22 January

BY Prashant Sawant / Workouts


Developing a home workout plan can be a daunting task especially if you have limited equipment. I have done some tweaking to my own workout routine and have come up with an adaptable series of exercises you can use to get in better shape. If done consistently, you can get a great physique with no weights to buy.

This is the first in a four part home workout plan series and I will start with the most sought after result – six pack abs. Your core muscles are fast twitch muscles so should be trained in the opposite way with slow, deliberate movements with higher reps. All of the following exercises in Part I are body weight movements so no equipment is needed.

1. Crunches

Pretty much a standard exercise done by everyone, and still a good way to start. Be aware of the biggest mistake most people make – lift your upper body towards your legs leading with your chest and getting your shoulder blades off the floor. Do NOT pull on your head with your hands.

Do 25 reps

2. Full-length Toe Touch

This is a little tough for those who are not used to doing them. Start laying flat on the floor, hands over your head and come up into a v-sit touching your toes. Your arms and legs stay straight all the way through the movement.

Do 25 reps.

3. Oblique Crunch

Start by laying on your side, knees bent slightly for stability. Concentrate on using your oblique muscles (along the side of your torso) to bring your shoulder towards your hip.

Do 60reps.

4. Side to Side V-Sit (Mason twist)

While in a v-sit position, touch the floor with both hands on your left side then on your right side. Continue doing side to side touches for 30 seconds. For beginners, try to hold your feet off the floor as long as you can when doing this. If you can’t, finish the time with your feet on the floor. As you get stronger, you will be able to keep them up the whole time. The pictures shows a weighted ball being used which is an option for those who find it too easy.

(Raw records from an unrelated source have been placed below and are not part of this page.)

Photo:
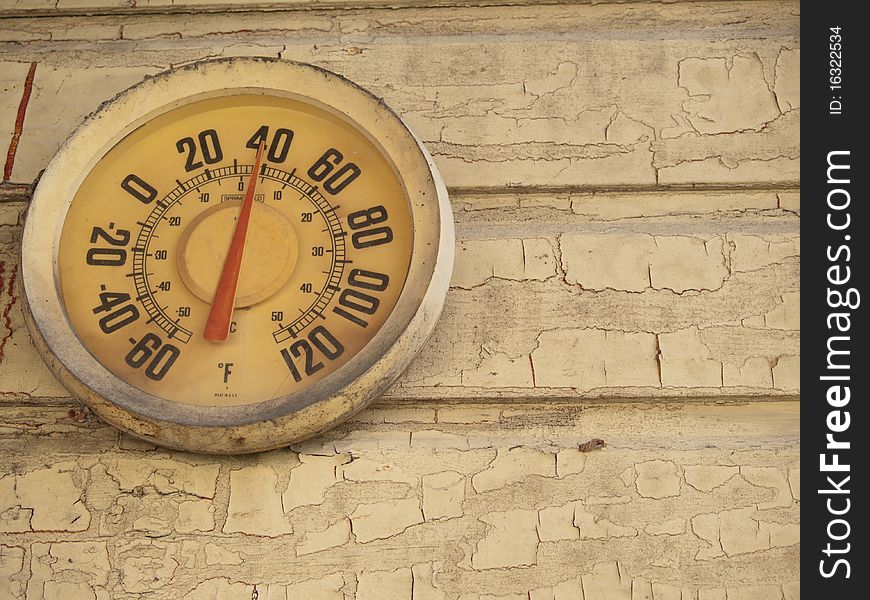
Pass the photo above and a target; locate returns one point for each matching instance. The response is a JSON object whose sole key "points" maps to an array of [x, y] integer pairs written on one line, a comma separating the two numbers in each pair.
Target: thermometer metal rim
{"points": [[278, 421]]}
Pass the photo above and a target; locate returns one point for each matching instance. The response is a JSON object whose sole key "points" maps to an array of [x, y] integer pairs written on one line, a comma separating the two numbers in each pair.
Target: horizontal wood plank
{"points": [[56, 8], [584, 96], [577, 296], [428, 501]]}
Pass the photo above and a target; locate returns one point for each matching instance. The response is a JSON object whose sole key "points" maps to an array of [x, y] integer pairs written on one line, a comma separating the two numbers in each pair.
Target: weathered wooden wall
{"points": [[625, 184]]}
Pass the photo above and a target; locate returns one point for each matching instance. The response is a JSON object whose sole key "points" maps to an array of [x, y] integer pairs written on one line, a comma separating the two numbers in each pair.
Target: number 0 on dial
{"points": [[236, 255]]}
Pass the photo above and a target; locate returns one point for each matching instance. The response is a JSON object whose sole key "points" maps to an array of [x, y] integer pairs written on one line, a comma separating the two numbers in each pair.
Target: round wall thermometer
{"points": [[236, 255]]}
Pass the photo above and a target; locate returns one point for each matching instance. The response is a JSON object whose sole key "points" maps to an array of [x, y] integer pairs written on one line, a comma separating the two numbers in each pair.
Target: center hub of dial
{"points": [[270, 256]]}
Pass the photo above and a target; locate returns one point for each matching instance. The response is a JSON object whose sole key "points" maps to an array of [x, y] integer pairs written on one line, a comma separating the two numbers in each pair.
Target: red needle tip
{"points": [[217, 328]]}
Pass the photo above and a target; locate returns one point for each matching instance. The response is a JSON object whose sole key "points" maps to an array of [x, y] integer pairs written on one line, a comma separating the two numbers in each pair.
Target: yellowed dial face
{"points": [[145, 244]]}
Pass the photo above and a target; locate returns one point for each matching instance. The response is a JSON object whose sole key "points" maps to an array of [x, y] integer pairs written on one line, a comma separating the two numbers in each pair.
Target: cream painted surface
{"points": [[624, 181]]}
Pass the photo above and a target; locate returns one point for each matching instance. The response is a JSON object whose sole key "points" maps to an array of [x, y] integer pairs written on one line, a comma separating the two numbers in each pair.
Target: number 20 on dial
{"points": [[218, 263]]}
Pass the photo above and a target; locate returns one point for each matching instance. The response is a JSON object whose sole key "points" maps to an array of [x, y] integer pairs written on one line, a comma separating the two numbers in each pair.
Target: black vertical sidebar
{"points": [[835, 224]]}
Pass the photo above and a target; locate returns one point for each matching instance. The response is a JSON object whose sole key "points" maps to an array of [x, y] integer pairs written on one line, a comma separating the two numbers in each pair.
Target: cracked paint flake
{"points": [[336, 534], [443, 494], [43, 500], [377, 585], [511, 540], [255, 504], [657, 479], [727, 94], [513, 466], [63, 570], [382, 520]]}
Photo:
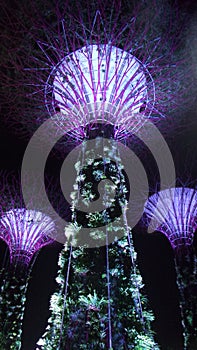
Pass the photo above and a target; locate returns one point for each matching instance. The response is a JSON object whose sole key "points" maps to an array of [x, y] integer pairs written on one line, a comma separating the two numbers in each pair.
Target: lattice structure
{"points": [[95, 63], [25, 232], [174, 213]]}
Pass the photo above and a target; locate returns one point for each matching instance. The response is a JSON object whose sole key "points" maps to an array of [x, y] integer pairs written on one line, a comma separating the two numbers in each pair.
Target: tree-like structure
{"points": [[174, 213], [99, 301], [93, 62], [25, 232]]}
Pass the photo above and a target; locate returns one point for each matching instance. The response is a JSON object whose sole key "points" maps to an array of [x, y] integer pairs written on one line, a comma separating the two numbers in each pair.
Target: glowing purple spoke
{"points": [[25, 232], [176, 214]]}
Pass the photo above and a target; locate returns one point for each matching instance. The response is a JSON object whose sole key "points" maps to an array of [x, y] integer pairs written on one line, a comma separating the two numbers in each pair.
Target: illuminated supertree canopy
{"points": [[25, 232], [94, 62], [91, 62], [173, 212]]}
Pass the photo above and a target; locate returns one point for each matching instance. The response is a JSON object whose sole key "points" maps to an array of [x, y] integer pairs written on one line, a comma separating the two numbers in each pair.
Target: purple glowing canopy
{"points": [[174, 212], [25, 232]]}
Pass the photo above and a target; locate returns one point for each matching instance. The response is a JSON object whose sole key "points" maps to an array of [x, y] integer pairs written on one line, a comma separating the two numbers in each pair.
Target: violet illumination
{"points": [[95, 62], [25, 232], [174, 213]]}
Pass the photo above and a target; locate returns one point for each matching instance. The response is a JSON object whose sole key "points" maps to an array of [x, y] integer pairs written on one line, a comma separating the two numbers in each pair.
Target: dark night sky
{"points": [[154, 252]]}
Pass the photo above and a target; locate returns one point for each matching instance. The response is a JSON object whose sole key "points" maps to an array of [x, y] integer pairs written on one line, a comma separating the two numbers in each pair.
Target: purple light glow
{"points": [[96, 62], [25, 232], [102, 83], [174, 213]]}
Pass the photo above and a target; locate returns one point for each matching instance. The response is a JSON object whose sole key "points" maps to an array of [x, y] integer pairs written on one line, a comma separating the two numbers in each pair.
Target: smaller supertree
{"points": [[173, 212], [25, 233]]}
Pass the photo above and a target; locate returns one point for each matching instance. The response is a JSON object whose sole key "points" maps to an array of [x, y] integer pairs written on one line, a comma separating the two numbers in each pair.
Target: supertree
{"points": [[93, 64], [25, 232], [173, 212], [137, 57]]}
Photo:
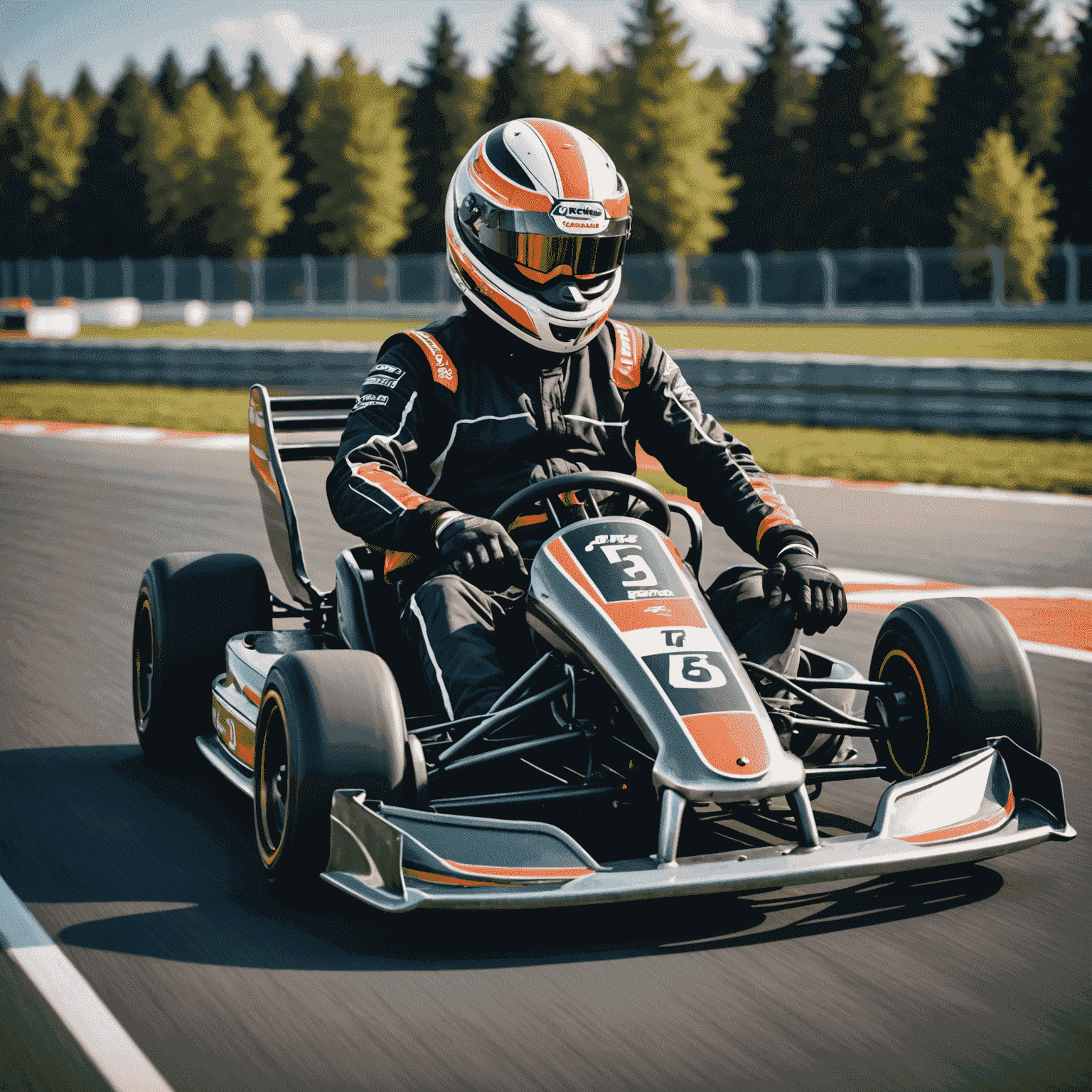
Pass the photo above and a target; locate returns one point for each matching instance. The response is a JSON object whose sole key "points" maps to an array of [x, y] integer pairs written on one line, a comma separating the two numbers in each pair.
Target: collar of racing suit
{"points": [[515, 356]]}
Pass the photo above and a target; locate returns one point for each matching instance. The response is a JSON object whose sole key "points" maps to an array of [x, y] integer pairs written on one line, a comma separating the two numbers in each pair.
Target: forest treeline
{"points": [[994, 150]]}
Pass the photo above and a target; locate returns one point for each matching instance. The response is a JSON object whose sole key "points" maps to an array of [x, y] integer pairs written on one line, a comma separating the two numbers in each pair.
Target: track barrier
{"points": [[990, 397]]}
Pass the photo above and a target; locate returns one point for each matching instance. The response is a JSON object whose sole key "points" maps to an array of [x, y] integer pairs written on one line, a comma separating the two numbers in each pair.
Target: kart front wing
{"points": [[987, 803]]}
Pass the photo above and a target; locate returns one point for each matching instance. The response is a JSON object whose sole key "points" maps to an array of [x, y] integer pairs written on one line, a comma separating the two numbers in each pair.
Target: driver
{"points": [[534, 380]]}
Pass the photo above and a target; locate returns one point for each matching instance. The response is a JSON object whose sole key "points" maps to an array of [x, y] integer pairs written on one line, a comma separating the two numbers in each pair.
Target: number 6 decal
{"points": [[694, 672]]}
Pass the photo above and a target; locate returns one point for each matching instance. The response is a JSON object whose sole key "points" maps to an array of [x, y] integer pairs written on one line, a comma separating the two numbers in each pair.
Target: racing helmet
{"points": [[536, 221]]}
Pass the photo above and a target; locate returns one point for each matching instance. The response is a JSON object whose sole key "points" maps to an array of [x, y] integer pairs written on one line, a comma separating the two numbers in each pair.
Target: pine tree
{"points": [[266, 96], [85, 93], [18, 230], [249, 191], [515, 85], [1006, 207], [295, 122], [862, 146], [108, 213], [214, 75], [185, 208], [436, 116], [656, 124], [1002, 75], [168, 81], [360, 163], [1071, 168], [48, 159], [759, 143]]}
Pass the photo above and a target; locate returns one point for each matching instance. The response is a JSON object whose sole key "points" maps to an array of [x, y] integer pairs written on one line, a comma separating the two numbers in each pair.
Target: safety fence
{"points": [[1029, 397], [901, 284]]}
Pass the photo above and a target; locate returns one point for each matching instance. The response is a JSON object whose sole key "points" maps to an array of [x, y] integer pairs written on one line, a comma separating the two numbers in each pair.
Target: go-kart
{"points": [[594, 776]]}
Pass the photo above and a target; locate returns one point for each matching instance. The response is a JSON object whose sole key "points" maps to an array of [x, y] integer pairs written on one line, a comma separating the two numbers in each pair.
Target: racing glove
{"points": [[817, 595], [480, 550]]}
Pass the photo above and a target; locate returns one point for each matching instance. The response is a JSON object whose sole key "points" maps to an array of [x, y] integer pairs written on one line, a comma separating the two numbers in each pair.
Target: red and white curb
{"points": [[97, 1032], [124, 434], [1053, 621]]}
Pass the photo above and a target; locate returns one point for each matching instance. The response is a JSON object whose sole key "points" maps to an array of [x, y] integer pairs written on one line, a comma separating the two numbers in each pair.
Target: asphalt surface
{"points": [[969, 978]]}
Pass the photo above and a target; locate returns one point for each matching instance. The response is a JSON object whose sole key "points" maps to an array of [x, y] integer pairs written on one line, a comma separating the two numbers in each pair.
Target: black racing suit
{"points": [[462, 416]]}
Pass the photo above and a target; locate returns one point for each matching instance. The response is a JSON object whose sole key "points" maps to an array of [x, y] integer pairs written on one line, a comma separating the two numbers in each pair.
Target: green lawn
{"points": [[1010, 341], [861, 454]]}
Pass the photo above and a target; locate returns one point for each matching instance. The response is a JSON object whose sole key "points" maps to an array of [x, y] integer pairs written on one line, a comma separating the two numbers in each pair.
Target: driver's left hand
{"points": [[817, 595]]}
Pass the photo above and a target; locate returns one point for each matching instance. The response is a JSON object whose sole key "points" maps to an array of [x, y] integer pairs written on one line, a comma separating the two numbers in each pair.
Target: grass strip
{"points": [[1007, 341], [852, 454]]}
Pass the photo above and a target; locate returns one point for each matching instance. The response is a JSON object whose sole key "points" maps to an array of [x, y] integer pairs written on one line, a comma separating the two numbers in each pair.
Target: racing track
{"points": [[975, 978]]}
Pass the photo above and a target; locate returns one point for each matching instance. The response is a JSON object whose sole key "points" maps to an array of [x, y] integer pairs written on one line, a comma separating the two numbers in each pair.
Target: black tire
{"points": [[329, 719], [187, 609], [965, 678]]}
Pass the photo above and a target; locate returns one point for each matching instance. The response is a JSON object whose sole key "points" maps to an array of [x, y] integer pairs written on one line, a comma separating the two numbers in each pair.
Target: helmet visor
{"points": [[543, 257]]}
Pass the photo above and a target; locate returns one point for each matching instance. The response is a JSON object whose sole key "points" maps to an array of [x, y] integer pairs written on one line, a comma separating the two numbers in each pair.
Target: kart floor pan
{"points": [[986, 804]]}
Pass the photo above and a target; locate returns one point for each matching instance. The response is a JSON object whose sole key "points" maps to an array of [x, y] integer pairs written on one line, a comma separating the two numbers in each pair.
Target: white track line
{"points": [[920, 489], [1056, 650], [96, 1030], [896, 595]]}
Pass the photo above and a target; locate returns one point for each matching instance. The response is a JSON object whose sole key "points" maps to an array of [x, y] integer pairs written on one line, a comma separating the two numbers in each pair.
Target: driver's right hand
{"points": [[478, 550]]}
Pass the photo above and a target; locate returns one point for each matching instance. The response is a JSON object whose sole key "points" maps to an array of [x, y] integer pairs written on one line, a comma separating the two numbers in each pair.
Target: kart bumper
{"points": [[986, 804]]}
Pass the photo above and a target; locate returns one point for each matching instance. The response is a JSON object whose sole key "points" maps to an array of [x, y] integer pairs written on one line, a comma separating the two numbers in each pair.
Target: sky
{"points": [[55, 37]]}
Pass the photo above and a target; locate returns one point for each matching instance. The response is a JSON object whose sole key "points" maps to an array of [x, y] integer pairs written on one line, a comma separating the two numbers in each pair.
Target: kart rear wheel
{"points": [[960, 678], [187, 609], [329, 719]]}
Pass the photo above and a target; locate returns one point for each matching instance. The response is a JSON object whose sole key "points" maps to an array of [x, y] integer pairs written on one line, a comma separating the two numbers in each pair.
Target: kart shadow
{"points": [[164, 866]]}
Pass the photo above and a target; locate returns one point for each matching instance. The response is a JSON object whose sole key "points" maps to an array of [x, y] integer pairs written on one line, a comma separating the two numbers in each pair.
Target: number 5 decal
{"points": [[694, 672], [642, 576]]}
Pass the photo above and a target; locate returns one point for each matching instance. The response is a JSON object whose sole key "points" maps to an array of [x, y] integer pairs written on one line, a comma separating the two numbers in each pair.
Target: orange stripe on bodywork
{"points": [[560, 552], [663, 613], [444, 368], [629, 348], [723, 739], [995, 819], [261, 466], [419, 874], [395, 487], [568, 157], [536, 874]]}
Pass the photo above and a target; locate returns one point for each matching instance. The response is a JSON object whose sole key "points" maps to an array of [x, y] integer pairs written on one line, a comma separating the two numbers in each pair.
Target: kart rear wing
{"points": [[270, 419], [988, 803]]}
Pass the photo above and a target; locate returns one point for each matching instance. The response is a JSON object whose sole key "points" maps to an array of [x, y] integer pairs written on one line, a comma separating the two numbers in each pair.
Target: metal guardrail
{"points": [[1029, 397], [873, 285]]}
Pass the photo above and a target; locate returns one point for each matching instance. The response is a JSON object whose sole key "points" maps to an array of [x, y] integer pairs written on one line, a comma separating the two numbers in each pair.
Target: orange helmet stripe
{"points": [[499, 186], [567, 155]]}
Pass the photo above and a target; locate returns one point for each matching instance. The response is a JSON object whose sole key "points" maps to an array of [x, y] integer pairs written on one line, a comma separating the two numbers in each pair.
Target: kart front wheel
{"points": [[329, 719], [187, 609], [960, 678]]}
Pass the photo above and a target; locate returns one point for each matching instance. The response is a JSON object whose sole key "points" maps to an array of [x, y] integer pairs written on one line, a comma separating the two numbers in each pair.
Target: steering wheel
{"points": [[548, 489]]}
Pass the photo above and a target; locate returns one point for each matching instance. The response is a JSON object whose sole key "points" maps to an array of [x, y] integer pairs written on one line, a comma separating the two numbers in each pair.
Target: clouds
{"points": [[566, 40], [281, 37], [719, 34]]}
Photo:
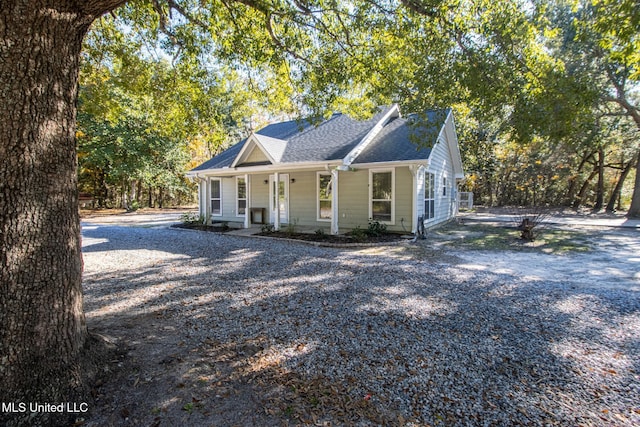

Do continuously for 60 seconds.

5. V-Sit with Leg Kick

Hold the same v-sit position as above except this time alternate straightening a leg in a kicking motion. Do not kick too hard or you will lose your balance quite easily.

Do continuously for 60 seconds.

6. V-Sit Hold

Same as above except there is no motion involved. Just sit and hold yourself in a v-sit.

Hold for 60seconds.

7. Plank

Hold your body completely straight with all of your weight on your toes and forearms as shown in the picture.

Hold for 60seconds.


Crunches 25
Full-length Toe Touch 25
Side Toe Touch 10
Side to Side hold 60s
Hold w/leg Kick 60s
Sit Hold 60s
Plank 60 s
Crunches failure
As shown in the table, you finish the home workout plan with crunches to failure.

Rest time between exercises is 30 – 60 seconds.

Do 4 – 8 sets depending on how fit you are.

Nothing says fitness more than six pack abs. It will take more than just a good home workout plan to get ripped. You need to lose the fat layer above the muscle to be able to see them.